D1.1 Analysis of current practices

The main objective of WP1 “User needs, system requirements, architecture” of the MyAirCoach project is the definition of the overall user needs, the architecture and the system specifications of the myAirCoach infrastructure, in order to define and deliver a number of representative use cases and user scenarios, exemplifying the novelties of the myAirCoach framework. The first deliverable of WP1 provides the baseline definition for commencing the work of the project, by reporting on the latest developments in the specific areas that myAirCoach will address. The presented work is divided into three parts that cover the current advances in the areas of : i) inhaler devices and sensors for asthma’s disease, ii) computational modelling of lung behaviour and iii) self-management, decision support and personal guidance systems for patients with asthma disease.

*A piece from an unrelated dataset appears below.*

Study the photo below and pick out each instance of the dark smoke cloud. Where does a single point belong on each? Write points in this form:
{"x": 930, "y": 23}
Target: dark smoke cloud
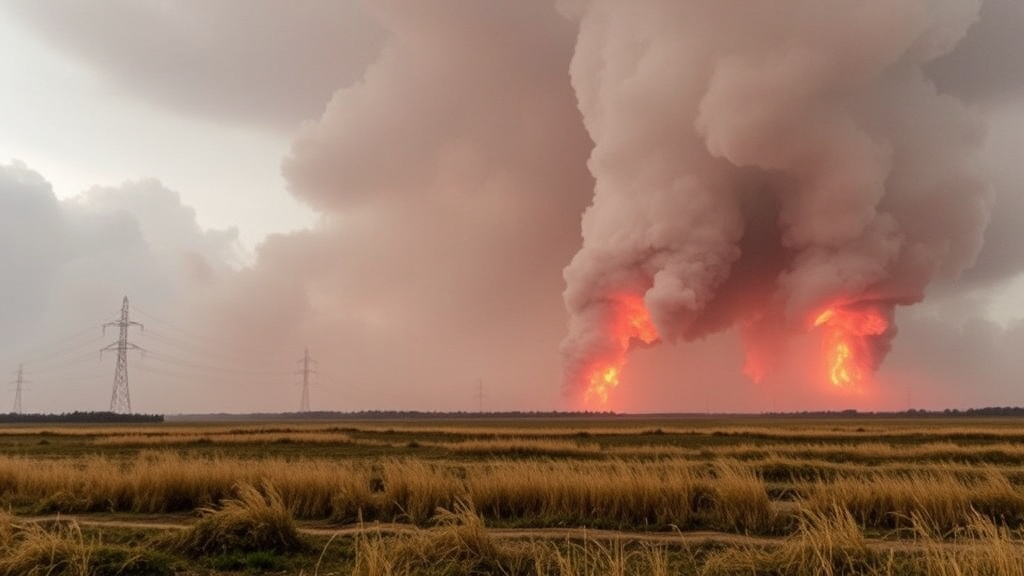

Initially, we provide a short technical summary of the available asthma related devices and more specifically of the products that could offer crucial insights for the development of the sensing capabilities of the myAirCoach system. This summary is then complemented, by describing other critical parameters that could be monitored, (e.g., physiological, environmental) along with the corresponding hardware components that need to be integrated to the proposed system. Special attention is given to the role of fractional exhaled nitric oxide (FeNO), that is capable of providing additional information regarding the level of bronchial inflammation.

The second part of this deliverable is devoted on the review of the methods for developing computational models that simulate the behaviour of the pulmonary system including structure, mechanical representation, computational fluid dynamics and biological/chemical properties of the lung. Different methods for linking those models with the different environmental and physiological sensing parameters, is also described in order to provide all necessary means for integrating the Computational Model results with the measurements of the different sensors and self-reports, providing predictions that could be used to alarm patient on potential upcoming dangerous events, like asthma exacerbations. This information could also supplement the input to the personal guidance system that will be the main topic of discussion in the last part of this document.

Finally, we focus on providing a review of personal guidance applications and virtual community platforms that could be essential for producing the final myAirCoach integrated system, explicitly taking into account security and privacy issues. A short description of different interactive information visualization techniques that allow the representation of medical information and the end user (e.g., patients, caregivers) interaction with the system is presented. This deliverable is concluded by summarizing different cloud-based software modules responsible for the customization and co-design of both the myAirCoach application and the Virtual Community Platform ensuring the effective communication and collaboration between patients and their caregivers.